Falls du es in Full HD laufen hast schraub mal die Auflösung runter ansonsten gibts da nichts weiter zu deuteln...


----------



## xCount_Mortiisx (10. November 2008)

Haste mal die Treiber Deiner Graka aktualisiert??
Wenn nicht mal das mal , stellt das Schattensystem runter und schau mal obs besser wird.
Evtl auch die anderen Grafikeinstellungen runtersetzen , ja ich weiss die Graka kann das..ich hab sie ja auch , aber es hat bei mir geholfen. 
Hab in Shatt immer mind. 65 fps , ansonsten auch locker bis zu 195 fds


----------



## Drumdrum (10. November 2008)

Dimortii schrieb:


> Ich kann dich jetzt auf 20-200000 Threads aufmerksam machen die das gleiche Thema behandeln.
> Fackt ist das anscheinend alle Europäischen Realms solche performence probleme sind. Es betrifft nicht alle Spieler aber viele(leider auch mich). Nach Patch 3.0.2 sind ladebildschirme von 3 minuten keine seltenheit, in 25er Raid habe ich 4 Fps, also standbild und shatt laggt höllisch.
> 
> Auch nach 500 beiträgen und 7000hits im offi Forum allein im deutschen hat es aber bis jetzt kein einziger Blauer es geschafft auch nur zu sagen "ja wir wissen wir ham da scheiße gebaut und optiemieren das system gerade"
> ...


scheint mir die im ansatz hilfreichste antwort für dich!



der-Reaper schrieb:


> Naja nen top pc sieht anders aus...
> 
> @ Topic
> 
> ...


für wow sollte es aber locker reichen! und mit locker mein LOCKER! wenn du verstehst was ich meine...



Hasgel schrieb:


> erstmal vista runter is fürn arsch


wuhuuuu jetzt funzt bei ihm bestimmt wieder alles

glaub du solltest warten das sich im bezug auf Dimortii post was tut bzw. mal den thread im blizz forum dazu lesen


----------



## Tupac 2 (10. November 2008)

INTERNET hat GARNICHTS MIT FPS ZU ........... ^^


----------



## Gehordios (10. November 2008)

Kanns sein das einfach dein Internet schlecht ist?^^
Kann auch die Leistung beeinflussen, ich sprech aus Erfahrung xD


----------



## Lari (10. November 2008)

Tupac schrieb:


> INTERNET hat GARNICHTS MIT FPS ZU ........... ^^


Genausowenig wie deutsche Sprache mit Rechtschreibung?

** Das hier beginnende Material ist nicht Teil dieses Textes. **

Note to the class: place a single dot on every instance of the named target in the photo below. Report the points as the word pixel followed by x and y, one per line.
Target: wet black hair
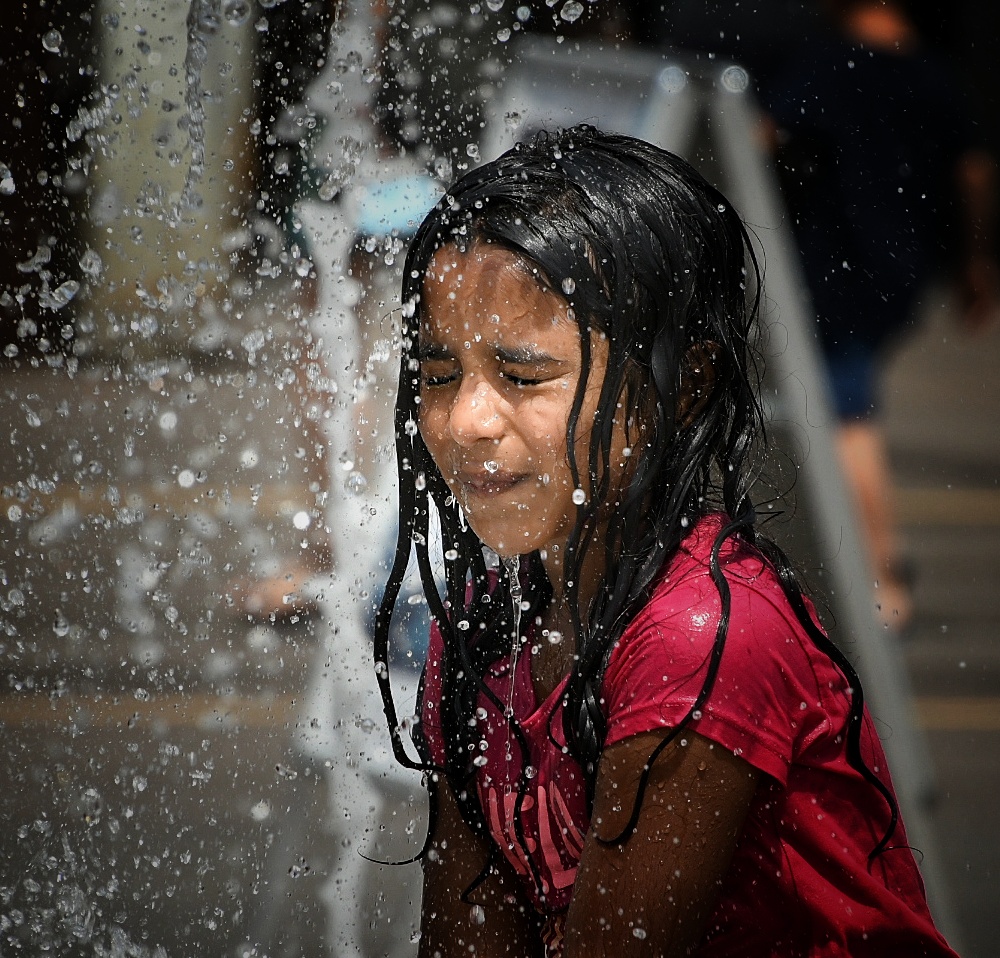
pixel 652 256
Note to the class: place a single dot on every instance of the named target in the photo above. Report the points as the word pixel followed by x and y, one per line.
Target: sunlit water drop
pixel 356 483
pixel 52 41
pixel 236 12
pixel 7 186
pixel 571 11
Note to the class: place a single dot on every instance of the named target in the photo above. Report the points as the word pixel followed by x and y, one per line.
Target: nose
pixel 476 413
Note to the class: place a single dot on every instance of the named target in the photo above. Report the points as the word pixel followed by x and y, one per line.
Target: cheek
pixel 433 423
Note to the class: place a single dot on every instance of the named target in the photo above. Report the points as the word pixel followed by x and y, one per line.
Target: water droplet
pixel 735 79
pixel 261 810
pixel 60 625
pixel 91 264
pixel 477 915
pixel 90 805
pixel 61 295
pixel 356 483
pixel 236 12
pixel 571 11
pixel 52 41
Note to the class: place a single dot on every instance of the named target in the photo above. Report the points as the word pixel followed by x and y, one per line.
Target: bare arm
pixel 654 894
pixel 497 921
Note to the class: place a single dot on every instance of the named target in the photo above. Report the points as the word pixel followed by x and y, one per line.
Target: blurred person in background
pixel 884 173
pixel 889 182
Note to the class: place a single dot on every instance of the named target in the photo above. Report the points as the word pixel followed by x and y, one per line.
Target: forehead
pixel 489 288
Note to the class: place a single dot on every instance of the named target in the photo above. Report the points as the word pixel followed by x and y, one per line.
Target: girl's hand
pixel 654 893
pixel 503 924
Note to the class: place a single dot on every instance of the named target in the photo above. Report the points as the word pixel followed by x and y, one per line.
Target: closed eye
pixel 523 380
pixel 430 380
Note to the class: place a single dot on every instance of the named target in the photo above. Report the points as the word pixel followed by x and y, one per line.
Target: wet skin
pixel 500 360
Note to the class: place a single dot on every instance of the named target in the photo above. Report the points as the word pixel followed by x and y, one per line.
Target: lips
pixel 479 482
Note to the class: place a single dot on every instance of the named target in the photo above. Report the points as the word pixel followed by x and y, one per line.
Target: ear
pixel 697 382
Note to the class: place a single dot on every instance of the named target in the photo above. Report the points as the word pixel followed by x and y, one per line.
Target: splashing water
pixel 513 566
pixel 204 19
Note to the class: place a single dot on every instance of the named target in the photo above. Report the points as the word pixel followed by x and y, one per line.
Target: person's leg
pixel 863 455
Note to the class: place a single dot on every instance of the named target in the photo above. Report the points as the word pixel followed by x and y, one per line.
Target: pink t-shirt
pixel 799 883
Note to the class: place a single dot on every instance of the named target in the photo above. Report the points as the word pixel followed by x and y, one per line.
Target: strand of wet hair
pixel 718 646
pixel 855 719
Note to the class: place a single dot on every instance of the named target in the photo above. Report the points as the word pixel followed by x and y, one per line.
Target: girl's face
pixel 500 361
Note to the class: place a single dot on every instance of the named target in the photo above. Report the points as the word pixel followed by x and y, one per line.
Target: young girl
pixel 637 738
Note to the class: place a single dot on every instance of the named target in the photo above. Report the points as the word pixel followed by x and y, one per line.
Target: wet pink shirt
pixel 799 883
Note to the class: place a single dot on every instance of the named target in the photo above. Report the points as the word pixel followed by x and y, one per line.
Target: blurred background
pixel 204 206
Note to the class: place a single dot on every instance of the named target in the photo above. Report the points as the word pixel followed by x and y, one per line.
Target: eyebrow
pixel 514 355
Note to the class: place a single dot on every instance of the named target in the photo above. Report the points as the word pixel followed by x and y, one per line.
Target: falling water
pixel 513 566
pixel 204 19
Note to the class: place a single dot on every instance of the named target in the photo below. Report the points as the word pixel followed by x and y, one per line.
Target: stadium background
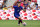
pixel 9 14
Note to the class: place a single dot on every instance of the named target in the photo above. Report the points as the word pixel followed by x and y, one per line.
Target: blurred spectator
pixel 5 8
pixel 31 4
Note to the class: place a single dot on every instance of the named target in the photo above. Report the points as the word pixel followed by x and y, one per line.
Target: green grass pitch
pixel 14 23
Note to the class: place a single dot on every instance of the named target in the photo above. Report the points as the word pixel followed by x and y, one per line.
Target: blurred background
pixel 32 9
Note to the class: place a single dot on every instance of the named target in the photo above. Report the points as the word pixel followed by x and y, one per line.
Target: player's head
pixel 19 4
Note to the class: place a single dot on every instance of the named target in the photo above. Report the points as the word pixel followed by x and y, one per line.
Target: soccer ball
pixel 24 24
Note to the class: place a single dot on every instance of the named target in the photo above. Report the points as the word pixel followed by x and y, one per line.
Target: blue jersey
pixel 17 10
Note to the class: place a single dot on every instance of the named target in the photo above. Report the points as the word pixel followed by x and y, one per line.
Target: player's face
pixel 19 4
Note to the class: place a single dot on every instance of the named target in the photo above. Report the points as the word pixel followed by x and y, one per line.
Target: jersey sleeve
pixel 14 6
pixel 21 7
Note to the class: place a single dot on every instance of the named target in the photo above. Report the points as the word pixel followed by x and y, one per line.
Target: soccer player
pixel 18 8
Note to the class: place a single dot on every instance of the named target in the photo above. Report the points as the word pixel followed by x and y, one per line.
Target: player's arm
pixel 23 9
pixel 13 6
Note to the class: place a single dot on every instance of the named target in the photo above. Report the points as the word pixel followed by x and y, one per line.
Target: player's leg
pixel 20 20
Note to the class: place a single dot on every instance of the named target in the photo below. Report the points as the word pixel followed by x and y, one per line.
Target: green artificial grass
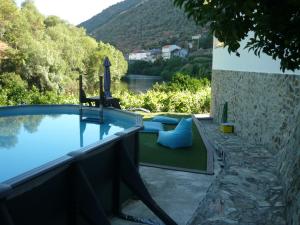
pixel 192 158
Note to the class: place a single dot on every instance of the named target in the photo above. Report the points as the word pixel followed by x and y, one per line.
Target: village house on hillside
pixel 143 55
pixel 168 51
pixel 140 55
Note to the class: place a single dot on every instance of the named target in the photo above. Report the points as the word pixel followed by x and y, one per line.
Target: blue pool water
pixel 29 141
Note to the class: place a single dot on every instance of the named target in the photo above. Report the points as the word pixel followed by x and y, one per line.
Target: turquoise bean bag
pixel 180 137
pixel 152 127
pixel 166 120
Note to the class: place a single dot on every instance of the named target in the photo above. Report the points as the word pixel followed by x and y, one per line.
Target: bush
pixel 182 94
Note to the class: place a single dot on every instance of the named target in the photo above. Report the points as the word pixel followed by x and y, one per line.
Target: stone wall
pixel 265 109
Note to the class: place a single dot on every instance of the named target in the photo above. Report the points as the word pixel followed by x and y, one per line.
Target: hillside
pixel 142 24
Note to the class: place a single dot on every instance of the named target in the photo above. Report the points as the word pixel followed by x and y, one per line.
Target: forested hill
pixel 142 24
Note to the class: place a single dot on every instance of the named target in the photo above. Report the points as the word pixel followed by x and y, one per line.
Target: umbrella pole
pixel 101 98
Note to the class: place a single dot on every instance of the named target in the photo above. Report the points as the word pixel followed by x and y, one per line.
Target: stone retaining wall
pixel 265 109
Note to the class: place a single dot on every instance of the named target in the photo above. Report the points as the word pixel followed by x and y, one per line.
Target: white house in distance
pixel 168 49
pixel 264 105
pixel 140 55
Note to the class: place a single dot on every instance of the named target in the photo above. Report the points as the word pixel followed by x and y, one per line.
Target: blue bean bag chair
pixel 165 120
pixel 180 137
pixel 152 127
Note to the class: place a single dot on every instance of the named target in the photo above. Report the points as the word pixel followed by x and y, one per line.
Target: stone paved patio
pixel 178 193
pixel 246 191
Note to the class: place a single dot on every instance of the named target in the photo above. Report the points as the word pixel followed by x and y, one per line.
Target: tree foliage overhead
pixel 275 24
pixel 48 53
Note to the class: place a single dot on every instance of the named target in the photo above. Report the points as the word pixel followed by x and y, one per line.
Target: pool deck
pixel 245 189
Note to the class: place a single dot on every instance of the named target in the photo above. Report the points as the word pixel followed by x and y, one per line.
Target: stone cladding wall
pixel 265 109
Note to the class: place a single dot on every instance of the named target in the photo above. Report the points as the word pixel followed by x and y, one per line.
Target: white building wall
pixel 247 62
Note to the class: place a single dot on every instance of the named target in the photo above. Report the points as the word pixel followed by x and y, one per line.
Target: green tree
pixel 275 25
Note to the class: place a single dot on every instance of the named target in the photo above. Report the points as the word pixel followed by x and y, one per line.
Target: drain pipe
pixel 101 98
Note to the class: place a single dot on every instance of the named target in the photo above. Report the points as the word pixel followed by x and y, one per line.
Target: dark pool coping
pixel 209 148
pixel 9 186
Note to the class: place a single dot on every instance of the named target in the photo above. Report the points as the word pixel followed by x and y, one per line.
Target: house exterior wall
pixel 264 105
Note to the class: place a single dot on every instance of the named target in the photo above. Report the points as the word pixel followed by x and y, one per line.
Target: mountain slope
pixel 142 24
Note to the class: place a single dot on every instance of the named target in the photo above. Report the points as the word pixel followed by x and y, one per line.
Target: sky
pixel 73 11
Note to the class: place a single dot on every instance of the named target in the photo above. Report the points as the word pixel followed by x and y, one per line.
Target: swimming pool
pixel 45 134
pixel 59 166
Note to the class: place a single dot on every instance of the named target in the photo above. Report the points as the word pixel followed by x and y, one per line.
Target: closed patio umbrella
pixel 107 78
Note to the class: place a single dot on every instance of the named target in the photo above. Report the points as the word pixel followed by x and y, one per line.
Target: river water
pixel 137 83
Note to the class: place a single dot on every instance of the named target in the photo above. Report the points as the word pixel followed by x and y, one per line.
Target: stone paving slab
pixel 247 191
pixel 178 193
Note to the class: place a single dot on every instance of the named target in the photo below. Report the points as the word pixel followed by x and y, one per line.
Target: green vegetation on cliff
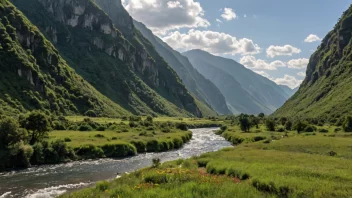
pixel 123 71
pixel 35 76
pixel 326 91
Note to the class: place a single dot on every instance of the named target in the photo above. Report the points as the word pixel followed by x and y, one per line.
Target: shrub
pixel 156 162
pixel 90 113
pixel 182 126
pixel 89 151
pixel 347 125
pixel 270 124
pixel 281 129
pixel 85 127
pixel 323 131
pixel 101 128
pixel 119 150
pixel 288 125
pixel 102 186
pixel 310 129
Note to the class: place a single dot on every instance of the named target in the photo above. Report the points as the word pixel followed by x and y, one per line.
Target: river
pixel 48 181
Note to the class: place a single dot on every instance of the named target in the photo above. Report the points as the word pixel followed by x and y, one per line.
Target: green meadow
pixel 262 164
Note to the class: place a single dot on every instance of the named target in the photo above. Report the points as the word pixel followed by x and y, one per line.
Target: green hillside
pixel 326 90
pixel 247 92
pixel 87 39
pixel 202 88
pixel 35 76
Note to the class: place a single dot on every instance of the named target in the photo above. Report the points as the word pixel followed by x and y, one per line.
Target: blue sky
pixel 244 30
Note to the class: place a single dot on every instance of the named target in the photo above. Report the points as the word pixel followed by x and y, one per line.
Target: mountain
pixel 202 88
pixel 35 76
pixel 253 93
pixel 142 37
pixel 326 90
pixel 288 90
pixel 120 66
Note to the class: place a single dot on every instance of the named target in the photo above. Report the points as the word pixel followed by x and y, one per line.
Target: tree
pixel 270 124
pixel 288 125
pixel 245 124
pixel 347 125
pixel 254 121
pixel 38 126
pixel 283 121
pixel 10 133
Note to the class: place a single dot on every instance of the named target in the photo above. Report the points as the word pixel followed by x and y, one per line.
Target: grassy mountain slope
pixel 86 37
pixel 238 100
pixel 326 90
pixel 35 76
pixel 265 92
pixel 288 90
pixel 202 88
pixel 169 84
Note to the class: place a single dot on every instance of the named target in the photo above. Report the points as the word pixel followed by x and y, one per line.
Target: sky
pixel 274 38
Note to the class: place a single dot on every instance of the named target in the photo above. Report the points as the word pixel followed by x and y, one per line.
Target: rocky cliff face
pixel 170 86
pixel 34 76
pixel 121 69
pixel 325 92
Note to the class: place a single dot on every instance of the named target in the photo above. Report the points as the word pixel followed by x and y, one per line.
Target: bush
pixel 182 126
pixel 288 125
pixel 270 124
pixel 323 131
pixel 347 125
pixel 310 129
pixel 102 186
pixel 101 128
pixel 85 127
pixel 89 151
pixel 281 129
pixel 90 113
pixel 156 162
pixel 119 150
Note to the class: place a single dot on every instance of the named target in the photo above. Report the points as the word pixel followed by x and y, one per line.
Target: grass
pixel 289 165
pixel 79 138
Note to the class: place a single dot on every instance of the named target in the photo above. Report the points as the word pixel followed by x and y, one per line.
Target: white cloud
pixel 286 50
pixel 300 63
pixel 212 42
pixel 174 4
pixel 162 16
pixel 288 80
pixel 301 74
pixel 312 38
pixel 252 63
pixel 263 73
pixel 228 14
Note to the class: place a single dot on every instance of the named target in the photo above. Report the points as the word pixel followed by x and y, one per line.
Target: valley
pixel 139 98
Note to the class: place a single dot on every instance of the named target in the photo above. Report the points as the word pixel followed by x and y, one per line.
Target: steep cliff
pixel 35 76
pixel 88 40
pixel 254 95
pixel 326 90
pixel 167 76
pixel 202 88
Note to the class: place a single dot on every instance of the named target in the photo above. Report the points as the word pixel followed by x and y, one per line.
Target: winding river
pixel 52 180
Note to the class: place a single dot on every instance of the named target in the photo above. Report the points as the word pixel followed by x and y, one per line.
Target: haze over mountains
pixel 89 55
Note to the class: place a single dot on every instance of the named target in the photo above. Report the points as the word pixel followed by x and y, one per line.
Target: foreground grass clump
pixel 176 179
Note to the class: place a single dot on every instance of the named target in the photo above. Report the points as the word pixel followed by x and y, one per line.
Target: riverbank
pixel 263 164
pixel 52 180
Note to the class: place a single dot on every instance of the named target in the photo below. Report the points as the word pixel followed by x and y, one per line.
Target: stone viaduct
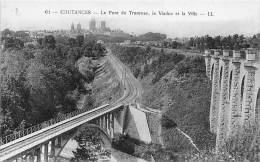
pixel 235 97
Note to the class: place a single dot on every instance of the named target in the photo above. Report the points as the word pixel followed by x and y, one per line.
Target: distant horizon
pixel 230 16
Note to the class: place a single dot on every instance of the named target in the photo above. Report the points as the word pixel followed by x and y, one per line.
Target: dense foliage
pixel 179 87
pixel 43 80
pixel 89 145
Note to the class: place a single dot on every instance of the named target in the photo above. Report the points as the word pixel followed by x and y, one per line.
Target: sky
pixel 230 16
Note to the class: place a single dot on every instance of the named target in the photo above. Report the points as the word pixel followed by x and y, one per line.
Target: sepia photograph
pixel 129 81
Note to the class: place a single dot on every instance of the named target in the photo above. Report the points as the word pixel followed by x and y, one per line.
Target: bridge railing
pixel 45 124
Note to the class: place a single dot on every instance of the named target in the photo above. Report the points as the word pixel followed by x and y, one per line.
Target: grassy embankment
pixel 176 85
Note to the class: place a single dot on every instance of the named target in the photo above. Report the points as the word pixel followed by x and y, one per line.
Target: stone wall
pixel 233 103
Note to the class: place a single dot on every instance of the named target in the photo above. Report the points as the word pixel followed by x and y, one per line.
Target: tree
pixel 89 142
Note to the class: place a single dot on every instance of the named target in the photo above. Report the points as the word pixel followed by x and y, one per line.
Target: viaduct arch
pixel 235 96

Primär ist natürlich das eigene System dafür verantwortlich. Streit ich garnicht ab.
Aber auch Spiele-Server können Gründe für FPS Schwankungen sein.


----------



## Tupac 2 (10. November 2008)

oh ja nun kommen die klugscheisser aus dem keller ?


----------



## Drumdrum (10. November 2008)

also wenn ich so drüber nachdenke und die nächsten thread seiten gelesen hab (ja ich hab beim ersten post nur die erste seite gelesen^^) scheint mir ein internes prob mit dem patch am schlüssigsten das mit bestimmter hardware/chipsätzen oder so ein krams net vernünftig läuft, was sie fixen werden
an der hardware KANN ES NICHT LIEGEN


----------



## Azuriel (10. November 2008)

Eysenbeiss schrieb:


> ...Das ist interessant, denn was soll die Grafikkarte darstellen, wenn nichts durch die Leitung kommt ? ...



blöde frage .. dann frag ich dich jetzt mal, wozu du wow bei dir auf der festplatte installierst? die clientdaten sind und bleiben lokal vorhanden.
würde dein client nicht auf einen verbindungsabbruch reagieren, könntest du mit gekappter i-net leitung durch die welt laufen - absolut flüssig - nur die anderen spieler würden sich nicht bewegen.


----------



## Lari (10. November 2008)

Tupac schrieb:


> oh ja nun kommen die klugscheisser aus dem keller ?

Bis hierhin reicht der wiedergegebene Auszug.